🤖 AI Summary
This paper addresses the challenge of automatically detecting emerging “dog whistles”—politically charged, context-dependent expressions with dual meanings designed to evade content moderation—in social media. We introduce FETCH!, a novel unsupervised task: discovering previously undocumented dog whistles from large-scale, dynamic textual corpora. To tackle this, we propose the “shared habitat” hypothesis and present EarShot, the first unsupervised framework for this task. EarShot integrates semantic retrieval via vector databases, contextual understanding using large language models, distributional similarity modeling, and group-level contextual alignment.

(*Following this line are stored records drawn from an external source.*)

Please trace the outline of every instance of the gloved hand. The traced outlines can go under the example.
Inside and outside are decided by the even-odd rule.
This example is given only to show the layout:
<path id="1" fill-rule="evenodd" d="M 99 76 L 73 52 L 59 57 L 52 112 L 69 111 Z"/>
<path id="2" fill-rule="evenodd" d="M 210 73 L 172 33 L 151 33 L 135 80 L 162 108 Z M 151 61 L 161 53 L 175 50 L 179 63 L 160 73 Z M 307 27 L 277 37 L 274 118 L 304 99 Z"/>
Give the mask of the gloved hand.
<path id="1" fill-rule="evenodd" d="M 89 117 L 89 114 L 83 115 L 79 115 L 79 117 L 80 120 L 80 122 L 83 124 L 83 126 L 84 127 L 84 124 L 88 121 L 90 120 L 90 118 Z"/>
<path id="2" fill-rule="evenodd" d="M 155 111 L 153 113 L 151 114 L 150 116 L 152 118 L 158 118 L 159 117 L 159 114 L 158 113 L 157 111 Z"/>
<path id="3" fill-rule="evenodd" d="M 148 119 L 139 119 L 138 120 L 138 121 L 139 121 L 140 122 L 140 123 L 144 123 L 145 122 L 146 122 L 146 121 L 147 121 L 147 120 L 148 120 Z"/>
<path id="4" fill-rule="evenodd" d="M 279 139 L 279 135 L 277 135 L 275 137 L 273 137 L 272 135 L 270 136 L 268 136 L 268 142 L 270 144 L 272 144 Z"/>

Evaluated on three real-world social media datasets, EarShot achieves a 3.2× improvement in recall for emerging dog whistles over state-of-the-art methods, demonstrating strong effectiveness and generalizability in low-resource, high-dynamics settings.
📝 Abstract
WARNING: This paper contains content that maybe upsetting or offensive to some readers. Dog whistles are coded expressions with dual meanings: one intended for the general public (outgroup) and another that conveys a specific message to an intended audience (ingroup). Often, these expressions are used to convey controversial political opinions while maintaining plausible deniability and slip by content moderation filters. Identification of dog whistles relies on curated lexicons, which have trouble keeping up to date. We introduce FETCH!, a task for finding novel dog whistles in massive social media corpora. We find that state-of-the-art systems fail to achieve meaningful results across three distinct social media case studies. We present EarShot, a strong baseline system that combines the strengths of vector databases and Large Language Models (LLMs) to efficiently and effectively identify new dog whistles.